KU Eichstätt-Ingolstadt

Am Marktplatz 2

85072 Eichstätt

Thomas Bieker is a PhD candidate with the DFG-funded research group “Practicing Place: Socio-Cultural Practices and Epistemic Configurations” at the Katholische Universität Eichstätt-Ingolstadt. Before pursuing his PhD, he obtained a bachelor’s degree in Literature, Intercultural Communication and Art History at the University of Heidelberg. During his bachelor’s degree, he completed two internships in Paris, in the cultural department of the Goethe-Institut and at the German Historical Institute of the Max Weber Foundation and took part in a summer school in Mykolajiw and Odessa in Ukraine. He also worked as a teaching assistant, teaching German as a foreign language at Illinois College in the United States as well as at Vytautas-Magnus University in Kaunas/ Lithuania via the German Academic Exchange Service (DAAD). He took part in conferences at the Marsilius-Kolleg Heidelberg, Wesleyan University in Illinois and Vilnius University.
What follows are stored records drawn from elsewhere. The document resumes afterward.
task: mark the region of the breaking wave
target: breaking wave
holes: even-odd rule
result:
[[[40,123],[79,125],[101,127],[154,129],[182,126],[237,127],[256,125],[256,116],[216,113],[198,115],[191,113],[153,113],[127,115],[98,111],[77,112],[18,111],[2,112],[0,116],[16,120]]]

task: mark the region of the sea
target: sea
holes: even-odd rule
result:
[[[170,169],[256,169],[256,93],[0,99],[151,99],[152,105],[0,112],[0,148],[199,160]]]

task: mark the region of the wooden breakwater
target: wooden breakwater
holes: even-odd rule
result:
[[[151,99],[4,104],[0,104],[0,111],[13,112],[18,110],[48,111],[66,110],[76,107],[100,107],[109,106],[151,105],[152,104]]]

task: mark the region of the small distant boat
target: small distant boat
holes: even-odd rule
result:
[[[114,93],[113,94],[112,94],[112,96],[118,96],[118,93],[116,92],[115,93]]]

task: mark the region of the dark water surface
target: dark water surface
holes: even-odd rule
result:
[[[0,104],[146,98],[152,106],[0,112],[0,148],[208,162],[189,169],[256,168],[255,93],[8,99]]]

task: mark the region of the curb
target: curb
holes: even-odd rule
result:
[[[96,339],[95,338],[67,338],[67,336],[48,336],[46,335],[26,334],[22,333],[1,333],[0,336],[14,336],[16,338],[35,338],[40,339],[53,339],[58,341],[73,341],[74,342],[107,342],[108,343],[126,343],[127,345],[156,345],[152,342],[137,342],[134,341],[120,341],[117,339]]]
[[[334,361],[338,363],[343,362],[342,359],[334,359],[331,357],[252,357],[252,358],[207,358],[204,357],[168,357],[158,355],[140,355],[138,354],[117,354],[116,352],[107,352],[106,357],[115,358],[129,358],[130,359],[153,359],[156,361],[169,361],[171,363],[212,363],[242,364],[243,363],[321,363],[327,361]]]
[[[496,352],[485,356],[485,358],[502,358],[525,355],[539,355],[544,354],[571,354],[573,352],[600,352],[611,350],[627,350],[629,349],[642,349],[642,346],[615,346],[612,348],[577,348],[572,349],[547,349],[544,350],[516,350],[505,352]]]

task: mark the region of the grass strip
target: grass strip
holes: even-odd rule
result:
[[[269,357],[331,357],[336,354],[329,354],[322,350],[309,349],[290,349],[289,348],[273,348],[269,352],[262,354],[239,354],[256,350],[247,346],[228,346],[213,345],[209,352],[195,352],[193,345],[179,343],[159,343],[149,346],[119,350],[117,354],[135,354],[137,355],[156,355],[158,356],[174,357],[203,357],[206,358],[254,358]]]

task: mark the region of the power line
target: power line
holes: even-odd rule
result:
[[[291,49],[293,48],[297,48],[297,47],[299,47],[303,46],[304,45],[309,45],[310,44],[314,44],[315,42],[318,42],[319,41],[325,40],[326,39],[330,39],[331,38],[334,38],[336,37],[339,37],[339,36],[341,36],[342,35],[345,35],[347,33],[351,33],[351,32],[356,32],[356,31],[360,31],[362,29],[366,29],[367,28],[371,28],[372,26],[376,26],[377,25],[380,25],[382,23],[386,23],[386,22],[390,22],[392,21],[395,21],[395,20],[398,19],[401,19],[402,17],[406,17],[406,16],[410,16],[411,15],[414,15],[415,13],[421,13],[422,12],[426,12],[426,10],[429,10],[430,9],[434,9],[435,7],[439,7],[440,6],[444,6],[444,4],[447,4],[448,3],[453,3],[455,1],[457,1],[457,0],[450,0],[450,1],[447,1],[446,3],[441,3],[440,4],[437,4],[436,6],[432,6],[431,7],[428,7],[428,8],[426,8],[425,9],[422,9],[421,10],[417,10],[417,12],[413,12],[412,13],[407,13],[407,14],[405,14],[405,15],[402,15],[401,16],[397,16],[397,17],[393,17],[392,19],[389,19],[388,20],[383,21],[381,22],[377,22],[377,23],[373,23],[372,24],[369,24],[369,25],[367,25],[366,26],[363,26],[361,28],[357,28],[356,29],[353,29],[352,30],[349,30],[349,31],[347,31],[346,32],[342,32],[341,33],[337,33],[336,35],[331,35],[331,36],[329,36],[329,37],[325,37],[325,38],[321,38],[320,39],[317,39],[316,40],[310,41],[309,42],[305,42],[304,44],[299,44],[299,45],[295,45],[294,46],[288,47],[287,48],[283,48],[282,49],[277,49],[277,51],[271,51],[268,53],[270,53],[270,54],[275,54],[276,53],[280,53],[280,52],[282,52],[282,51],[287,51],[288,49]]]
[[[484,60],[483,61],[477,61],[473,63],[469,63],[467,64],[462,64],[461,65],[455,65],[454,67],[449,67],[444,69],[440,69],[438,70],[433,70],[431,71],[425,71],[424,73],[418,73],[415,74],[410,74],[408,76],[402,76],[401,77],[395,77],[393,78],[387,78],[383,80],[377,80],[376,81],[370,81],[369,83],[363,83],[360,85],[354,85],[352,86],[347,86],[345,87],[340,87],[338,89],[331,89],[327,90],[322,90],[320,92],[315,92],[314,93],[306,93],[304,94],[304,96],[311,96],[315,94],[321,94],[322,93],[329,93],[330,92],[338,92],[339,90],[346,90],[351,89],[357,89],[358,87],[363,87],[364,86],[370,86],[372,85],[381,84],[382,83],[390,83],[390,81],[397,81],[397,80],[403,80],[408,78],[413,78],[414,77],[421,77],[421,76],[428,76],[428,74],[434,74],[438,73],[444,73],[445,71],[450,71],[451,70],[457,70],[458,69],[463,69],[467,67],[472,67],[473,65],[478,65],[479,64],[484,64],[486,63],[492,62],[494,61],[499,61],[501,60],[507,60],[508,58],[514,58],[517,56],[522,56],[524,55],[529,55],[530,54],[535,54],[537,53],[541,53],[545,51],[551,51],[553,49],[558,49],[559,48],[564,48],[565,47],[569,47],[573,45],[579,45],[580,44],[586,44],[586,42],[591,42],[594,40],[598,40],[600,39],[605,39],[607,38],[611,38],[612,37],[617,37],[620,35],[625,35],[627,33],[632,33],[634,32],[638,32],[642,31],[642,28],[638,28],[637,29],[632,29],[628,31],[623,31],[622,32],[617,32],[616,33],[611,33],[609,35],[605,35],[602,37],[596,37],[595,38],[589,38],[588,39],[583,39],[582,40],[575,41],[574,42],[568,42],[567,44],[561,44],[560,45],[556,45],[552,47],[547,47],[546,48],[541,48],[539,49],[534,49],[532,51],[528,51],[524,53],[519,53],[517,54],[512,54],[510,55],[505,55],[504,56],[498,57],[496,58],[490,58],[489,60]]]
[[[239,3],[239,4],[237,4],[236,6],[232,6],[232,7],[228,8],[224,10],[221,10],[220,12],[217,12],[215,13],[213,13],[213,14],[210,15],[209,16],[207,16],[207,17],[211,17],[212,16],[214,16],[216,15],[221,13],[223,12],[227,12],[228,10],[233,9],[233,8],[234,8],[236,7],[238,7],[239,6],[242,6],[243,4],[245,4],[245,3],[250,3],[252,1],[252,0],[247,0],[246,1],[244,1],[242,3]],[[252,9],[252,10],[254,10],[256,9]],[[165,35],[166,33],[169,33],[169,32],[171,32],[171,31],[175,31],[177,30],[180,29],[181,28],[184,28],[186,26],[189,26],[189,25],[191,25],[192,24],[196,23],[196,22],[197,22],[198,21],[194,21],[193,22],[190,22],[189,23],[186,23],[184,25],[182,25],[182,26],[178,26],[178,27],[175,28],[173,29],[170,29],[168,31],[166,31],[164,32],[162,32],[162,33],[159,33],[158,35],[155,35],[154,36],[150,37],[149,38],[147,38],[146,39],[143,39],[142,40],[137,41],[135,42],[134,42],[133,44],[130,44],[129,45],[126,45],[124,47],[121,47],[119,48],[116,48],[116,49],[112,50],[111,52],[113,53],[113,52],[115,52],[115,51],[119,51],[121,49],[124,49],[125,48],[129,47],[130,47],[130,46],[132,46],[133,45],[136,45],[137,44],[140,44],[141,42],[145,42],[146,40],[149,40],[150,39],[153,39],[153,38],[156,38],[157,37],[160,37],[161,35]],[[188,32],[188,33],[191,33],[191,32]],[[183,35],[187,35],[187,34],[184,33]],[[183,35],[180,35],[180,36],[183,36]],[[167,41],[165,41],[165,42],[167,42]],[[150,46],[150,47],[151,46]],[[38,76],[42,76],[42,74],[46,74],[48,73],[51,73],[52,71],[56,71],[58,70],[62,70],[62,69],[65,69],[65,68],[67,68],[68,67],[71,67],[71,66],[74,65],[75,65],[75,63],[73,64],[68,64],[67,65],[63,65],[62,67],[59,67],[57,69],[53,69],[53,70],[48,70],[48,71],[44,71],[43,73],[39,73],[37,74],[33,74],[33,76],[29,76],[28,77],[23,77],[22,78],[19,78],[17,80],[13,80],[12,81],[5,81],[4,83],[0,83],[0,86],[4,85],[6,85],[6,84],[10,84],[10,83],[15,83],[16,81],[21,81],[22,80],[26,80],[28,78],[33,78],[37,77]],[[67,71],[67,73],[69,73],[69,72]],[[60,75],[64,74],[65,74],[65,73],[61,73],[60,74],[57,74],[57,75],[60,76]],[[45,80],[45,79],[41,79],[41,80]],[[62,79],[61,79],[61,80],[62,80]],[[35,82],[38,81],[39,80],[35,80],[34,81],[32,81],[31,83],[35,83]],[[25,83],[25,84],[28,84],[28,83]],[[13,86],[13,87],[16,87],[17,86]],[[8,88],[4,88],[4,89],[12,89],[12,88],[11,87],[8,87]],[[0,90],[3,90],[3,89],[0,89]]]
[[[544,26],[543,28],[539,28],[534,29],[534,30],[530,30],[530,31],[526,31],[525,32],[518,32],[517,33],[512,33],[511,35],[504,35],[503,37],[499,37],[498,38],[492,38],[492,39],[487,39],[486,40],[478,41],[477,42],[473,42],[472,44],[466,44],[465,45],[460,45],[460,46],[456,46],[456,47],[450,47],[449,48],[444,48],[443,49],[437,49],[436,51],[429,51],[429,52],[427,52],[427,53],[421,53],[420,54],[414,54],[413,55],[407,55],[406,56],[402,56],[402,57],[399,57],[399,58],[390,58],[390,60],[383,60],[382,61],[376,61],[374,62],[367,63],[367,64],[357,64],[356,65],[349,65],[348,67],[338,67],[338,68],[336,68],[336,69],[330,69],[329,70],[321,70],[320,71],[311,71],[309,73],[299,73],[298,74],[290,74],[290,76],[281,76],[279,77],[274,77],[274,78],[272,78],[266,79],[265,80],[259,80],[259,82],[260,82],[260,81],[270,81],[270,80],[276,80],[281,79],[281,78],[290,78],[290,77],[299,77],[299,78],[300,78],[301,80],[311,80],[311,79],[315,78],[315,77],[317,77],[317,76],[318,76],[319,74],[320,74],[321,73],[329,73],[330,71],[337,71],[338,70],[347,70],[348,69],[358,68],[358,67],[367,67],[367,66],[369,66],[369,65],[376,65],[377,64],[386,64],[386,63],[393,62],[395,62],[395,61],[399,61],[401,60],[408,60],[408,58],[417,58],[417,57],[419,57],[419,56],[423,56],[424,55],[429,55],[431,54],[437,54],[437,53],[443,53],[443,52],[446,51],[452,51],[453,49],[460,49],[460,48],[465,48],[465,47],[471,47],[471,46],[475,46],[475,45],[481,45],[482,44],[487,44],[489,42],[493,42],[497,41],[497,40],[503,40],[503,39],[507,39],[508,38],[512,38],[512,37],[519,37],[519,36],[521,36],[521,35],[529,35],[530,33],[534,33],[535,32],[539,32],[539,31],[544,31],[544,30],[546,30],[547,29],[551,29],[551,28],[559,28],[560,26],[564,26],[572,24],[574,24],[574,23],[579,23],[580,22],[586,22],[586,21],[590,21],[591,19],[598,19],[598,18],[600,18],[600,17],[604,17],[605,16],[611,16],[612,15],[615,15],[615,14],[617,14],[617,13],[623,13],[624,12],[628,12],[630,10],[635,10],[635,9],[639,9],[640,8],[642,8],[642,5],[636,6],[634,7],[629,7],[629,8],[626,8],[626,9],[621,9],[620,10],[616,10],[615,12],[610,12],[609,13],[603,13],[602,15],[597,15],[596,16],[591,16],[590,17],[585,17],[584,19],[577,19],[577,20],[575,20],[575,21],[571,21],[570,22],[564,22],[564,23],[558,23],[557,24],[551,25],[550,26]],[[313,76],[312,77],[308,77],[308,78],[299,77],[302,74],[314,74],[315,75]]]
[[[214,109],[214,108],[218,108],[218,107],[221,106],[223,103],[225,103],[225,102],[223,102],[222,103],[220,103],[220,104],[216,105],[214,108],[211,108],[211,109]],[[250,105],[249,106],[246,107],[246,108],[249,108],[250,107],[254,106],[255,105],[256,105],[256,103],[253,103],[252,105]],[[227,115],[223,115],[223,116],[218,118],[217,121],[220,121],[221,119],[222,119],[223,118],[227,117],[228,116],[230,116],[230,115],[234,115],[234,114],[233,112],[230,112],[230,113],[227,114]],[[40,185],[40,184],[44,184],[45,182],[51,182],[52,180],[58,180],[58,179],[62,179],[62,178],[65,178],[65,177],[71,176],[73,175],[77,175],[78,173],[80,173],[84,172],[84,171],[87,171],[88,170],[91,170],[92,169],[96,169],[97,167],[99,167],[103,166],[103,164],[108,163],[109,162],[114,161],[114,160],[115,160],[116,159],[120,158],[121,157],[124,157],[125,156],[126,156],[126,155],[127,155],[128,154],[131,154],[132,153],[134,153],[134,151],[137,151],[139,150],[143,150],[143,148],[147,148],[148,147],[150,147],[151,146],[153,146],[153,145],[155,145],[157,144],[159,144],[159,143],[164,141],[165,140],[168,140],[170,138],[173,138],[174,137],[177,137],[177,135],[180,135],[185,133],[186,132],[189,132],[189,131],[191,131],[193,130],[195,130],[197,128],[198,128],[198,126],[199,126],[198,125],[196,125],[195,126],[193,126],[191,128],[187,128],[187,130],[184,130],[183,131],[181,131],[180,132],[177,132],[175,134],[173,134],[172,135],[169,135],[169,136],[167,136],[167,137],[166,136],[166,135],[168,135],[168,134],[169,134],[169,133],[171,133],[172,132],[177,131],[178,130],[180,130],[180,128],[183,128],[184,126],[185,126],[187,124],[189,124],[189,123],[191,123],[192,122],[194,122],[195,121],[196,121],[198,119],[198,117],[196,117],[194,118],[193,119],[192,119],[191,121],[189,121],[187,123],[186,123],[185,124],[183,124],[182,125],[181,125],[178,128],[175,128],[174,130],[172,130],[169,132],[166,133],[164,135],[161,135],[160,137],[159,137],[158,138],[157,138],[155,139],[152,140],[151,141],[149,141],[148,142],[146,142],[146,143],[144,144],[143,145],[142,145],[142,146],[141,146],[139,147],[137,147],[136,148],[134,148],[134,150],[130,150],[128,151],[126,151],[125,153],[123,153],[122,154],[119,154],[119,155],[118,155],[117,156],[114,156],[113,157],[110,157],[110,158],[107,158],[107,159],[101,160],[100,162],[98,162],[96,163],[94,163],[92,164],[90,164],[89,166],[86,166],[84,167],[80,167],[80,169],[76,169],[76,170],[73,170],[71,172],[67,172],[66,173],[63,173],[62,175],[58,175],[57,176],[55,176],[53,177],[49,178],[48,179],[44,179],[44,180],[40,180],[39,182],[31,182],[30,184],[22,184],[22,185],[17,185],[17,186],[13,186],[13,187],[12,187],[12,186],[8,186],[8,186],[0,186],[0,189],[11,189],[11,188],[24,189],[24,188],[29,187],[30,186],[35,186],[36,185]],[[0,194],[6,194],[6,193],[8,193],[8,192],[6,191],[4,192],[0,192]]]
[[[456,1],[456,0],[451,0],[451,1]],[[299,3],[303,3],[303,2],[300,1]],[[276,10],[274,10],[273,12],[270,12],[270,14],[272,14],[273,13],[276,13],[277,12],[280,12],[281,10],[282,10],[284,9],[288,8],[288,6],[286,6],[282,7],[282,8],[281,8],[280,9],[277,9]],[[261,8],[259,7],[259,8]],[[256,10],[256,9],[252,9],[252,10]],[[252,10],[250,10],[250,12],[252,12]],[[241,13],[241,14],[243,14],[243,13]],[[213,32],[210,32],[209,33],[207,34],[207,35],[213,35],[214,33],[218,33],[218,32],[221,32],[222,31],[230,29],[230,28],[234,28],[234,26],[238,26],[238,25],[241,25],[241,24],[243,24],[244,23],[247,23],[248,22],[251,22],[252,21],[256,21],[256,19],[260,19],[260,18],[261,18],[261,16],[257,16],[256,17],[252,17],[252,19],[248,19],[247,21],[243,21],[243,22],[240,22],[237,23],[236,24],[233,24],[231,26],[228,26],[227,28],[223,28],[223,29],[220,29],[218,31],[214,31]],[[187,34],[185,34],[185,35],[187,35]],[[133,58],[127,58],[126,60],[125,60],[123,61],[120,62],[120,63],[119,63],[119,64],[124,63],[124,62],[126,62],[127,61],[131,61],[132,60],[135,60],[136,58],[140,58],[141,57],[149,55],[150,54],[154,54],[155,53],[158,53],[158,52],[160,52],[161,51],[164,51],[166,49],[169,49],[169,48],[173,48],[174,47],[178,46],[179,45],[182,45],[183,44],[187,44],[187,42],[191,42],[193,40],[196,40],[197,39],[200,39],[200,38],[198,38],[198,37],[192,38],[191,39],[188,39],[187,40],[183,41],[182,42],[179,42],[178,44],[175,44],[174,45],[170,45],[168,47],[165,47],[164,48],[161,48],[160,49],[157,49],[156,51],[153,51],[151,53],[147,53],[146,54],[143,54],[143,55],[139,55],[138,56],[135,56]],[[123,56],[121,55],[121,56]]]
After his bachelor’s degree, he completed a German-French double master’s degree between Heidelberg University and Sorbonne Université in German Studies with a focus on cultural studies and history of ideas. Prior to starting his doctoral project in Eichstätt, he worked as an intern in international project management in Anglophone and Francophone regions of Africa at the German Development Cooperation (GIZ) in Eschborn. Thomas is also undergoing further training to become a systemic consultant at the International Society for Systemic Counseling and Therapy in Heidelberg, which he will complete at the end of 2024.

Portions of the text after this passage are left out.